A miało być tak pięknie. Program "Dzień dobry Polsko" miał być dla Polaków programem pierwszego wyboru po porannej pobudce. To stosunkowo nowa produkcja, ponieważ po raz pierwszy została wyemitowana 27 lutego zeszłego roku.
Kurski się tłumaczy
Program nie przyciągnął jednak wystarczająco wielu widzów i zostanie zdjęty z anteny. Według Jacka Kurskiego "Dzień dobry Polsko" padło ofiarą popularności "Pytania na śniadanie". Co jest o tyle pokrętną odpowiedzią, że oba programy nie rywalizowały ze sobą. "Dzień dobry Polsko" zaczyna się o szóstej rano i trwa do ósmej.
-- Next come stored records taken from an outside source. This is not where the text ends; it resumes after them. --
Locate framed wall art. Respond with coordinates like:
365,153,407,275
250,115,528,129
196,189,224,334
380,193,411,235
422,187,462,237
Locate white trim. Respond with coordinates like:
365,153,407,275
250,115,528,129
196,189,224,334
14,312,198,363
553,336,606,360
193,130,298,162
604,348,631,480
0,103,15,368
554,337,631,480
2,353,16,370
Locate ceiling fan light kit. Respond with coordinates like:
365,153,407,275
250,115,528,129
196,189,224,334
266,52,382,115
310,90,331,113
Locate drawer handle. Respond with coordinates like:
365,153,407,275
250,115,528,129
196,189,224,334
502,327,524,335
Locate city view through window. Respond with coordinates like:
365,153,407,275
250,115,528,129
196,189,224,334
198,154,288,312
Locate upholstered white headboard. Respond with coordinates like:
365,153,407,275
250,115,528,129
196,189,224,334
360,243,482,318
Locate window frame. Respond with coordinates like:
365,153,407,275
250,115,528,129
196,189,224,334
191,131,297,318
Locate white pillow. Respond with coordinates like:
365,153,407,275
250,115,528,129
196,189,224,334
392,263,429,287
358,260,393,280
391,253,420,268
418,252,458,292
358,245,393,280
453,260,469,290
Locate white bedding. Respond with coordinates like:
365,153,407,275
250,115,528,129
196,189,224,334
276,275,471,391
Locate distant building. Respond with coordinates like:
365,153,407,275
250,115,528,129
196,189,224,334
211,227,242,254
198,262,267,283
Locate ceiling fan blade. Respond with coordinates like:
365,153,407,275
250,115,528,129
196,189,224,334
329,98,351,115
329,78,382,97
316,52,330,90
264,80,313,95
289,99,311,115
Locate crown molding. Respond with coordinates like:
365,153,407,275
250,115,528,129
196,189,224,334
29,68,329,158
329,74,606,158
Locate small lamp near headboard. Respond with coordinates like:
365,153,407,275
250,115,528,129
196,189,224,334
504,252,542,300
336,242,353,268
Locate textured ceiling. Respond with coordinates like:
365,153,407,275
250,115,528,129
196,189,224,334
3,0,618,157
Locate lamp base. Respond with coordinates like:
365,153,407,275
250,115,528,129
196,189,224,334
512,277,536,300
Kiedy się kończy, akurat zaczyna się "Pytanie na śniadanie".
– Przekonały mnie argumenty za tym, że TVP1 w paśmie porannym jest "błogosławioną ofiarą" sukcesu "Pytania na śniadanie" w Dwójce, które ostatnio bardzo urosło i nawet w Nielsenie regularnie wygrywa z "Dzień dobry TVN", oraz "Poranka Info" w TVP Info. Trudno było osiągnąć w tym samym czasie sukces pasma porannego w TVP1 – powiedział Kurski.
I dodał: – Z badań wynika, że między godz. 6.00 a 8.00 w Jedynce nie ma widza, dla którego warto inwestować tak duże pieniądze w realizowany na żywo format codzienny. Wobec czego kładziemy większy nacisk na "PnŚ" jako nasze sztandarowe poranne pasmo lifestylowe.
Dodajmy, że osoby stojące za "Dzień dobry Polsko" nie miały łatwego życia. Już w sierpniu zeszłego roku pisaliśmy (a więc po pół roku emisji, że zwolniono większość prowadzących program. Twórcy "Dzień dobry Polsko" długo nie mogli znaleźć idealnej formuły na swój program. I w sumie nie udało im się to do końca.